La série a installé l’union de Mickey et Gus comme une sorte de miracle en mouvement, une drôle d’attirance tenant sur un fil, quasi incompréhensible de l’extérieur
Pour rappel, cette comédie romantique située à Los Angeles raconte l’histoire d’amour entre deux amants dépareillés. Mickey (Gillian Jacobs, ex-Community) est la productrice d’une émission de radio, un peu trop jolie pour l’ingrat Gus (Paul Rust, cocréateur de Love), son nouveau boyfriend qui rêve d’écrire des scénarios. Elle assiste à des réunions des alcooliques anonymes, tandis que lui essaie de se débrouiller dans la vie malgré un talent pour les interactions sociales à peu près égal à zéro.

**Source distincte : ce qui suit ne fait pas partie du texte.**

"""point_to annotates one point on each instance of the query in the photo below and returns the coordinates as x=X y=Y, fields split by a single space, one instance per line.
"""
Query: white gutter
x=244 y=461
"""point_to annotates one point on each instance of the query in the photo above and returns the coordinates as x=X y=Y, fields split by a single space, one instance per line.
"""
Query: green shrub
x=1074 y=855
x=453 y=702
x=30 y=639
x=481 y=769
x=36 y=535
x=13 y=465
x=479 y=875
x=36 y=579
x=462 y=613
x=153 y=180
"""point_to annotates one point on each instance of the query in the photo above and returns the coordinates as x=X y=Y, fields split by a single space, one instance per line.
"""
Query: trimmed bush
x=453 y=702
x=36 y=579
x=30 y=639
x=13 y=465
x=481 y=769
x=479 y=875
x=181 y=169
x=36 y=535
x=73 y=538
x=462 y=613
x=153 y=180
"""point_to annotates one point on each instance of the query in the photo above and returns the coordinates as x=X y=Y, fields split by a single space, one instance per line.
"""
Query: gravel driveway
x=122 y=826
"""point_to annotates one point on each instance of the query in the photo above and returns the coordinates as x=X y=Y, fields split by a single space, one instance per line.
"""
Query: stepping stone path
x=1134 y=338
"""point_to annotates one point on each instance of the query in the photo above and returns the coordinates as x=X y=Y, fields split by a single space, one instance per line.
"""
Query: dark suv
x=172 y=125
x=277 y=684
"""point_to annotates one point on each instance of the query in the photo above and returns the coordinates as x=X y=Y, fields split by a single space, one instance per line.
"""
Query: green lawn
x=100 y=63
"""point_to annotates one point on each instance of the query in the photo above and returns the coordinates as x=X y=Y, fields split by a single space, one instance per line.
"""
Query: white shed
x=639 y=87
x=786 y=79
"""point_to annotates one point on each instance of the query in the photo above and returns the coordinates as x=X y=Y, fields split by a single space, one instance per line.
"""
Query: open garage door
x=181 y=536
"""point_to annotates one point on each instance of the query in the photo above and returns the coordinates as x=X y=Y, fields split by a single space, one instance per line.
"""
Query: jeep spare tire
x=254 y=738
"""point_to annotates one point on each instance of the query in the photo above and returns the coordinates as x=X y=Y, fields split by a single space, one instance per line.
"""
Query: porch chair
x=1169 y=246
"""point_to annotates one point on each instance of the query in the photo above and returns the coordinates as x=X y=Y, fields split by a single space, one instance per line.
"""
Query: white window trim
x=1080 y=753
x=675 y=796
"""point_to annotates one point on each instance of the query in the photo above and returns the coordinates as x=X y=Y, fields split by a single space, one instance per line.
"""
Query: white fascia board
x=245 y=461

Pendant ses deux premières saisons, la série a installé leur union comme une sorte de miracle en mouvement, une drôle d’attirance tenant sur un fil, quasi incompréhensible de l’extérieur. La génération des trentenaires avait trouvé, à côté de You’re the Worst et des dernières saisons de Girls (produite également par Judd Apatow), une manière d’exhumer ses tics collectifs et ses errances sentimentalo-sexuelles.
Non, non, rien n’a changé
Cette troisième saison fait le pari paradoxalement gonflé de la continuité. Quand nous retrouvons Mickey et Gus, rien ou presque n’a changé. Ils sont encore en train d’apprendre ce que veut dire s’aimer sans que la “chimie” opère. On apprend au détour d’un dialogue qu’ils se connaissent depuis quelques mois.
Alors que l’écart de mise en ligne entre chaque saison est d’environ un an, Love ne s’étale au bout du compte que sur un peu plus d’une demi-année fictionnelle. Cette façon d’étirer le temps donne à chaque épisode de cette ultime saison une force particulière, une tension palpable alors même que le principe de la série consiste à ne pas balayer plus loin que la banalité du quotidien.
Les meilleurs épisodes sont ceux où les amants découvrent à quel point, à cet âge de la vie, le passif de l’un ou de l’autre commence à importer
Dans ce contexte d’urgence ralentie, chaque réplique compte, même la plus banale, chaque engueulade pourrait être la dernière. Les meilleurs épisodes sont ceux où les amants découvrent à quel point, à cet âge de la vie, le passif de l’un ou de l’autre commence à importer. C’est en cela que la série rejoint le travail plus large de Judd Apatow, qui a toujours montré des personnages vivant un moment charnière (des ados Freaks and Geeks à 40 ans : mode d’emploi) et ne sachant pas comment se défaire de leur ancienne peau.
“On essaie de grandir”, dit Mickey dans l’ultime épisode faussement apaisé de la série, donnant le mode d’emploi de son existence mais aussi celui de la fiction. Pour Love, accepter que ses personnages grandissent signifie disparaître. Un vrai geste d’amour.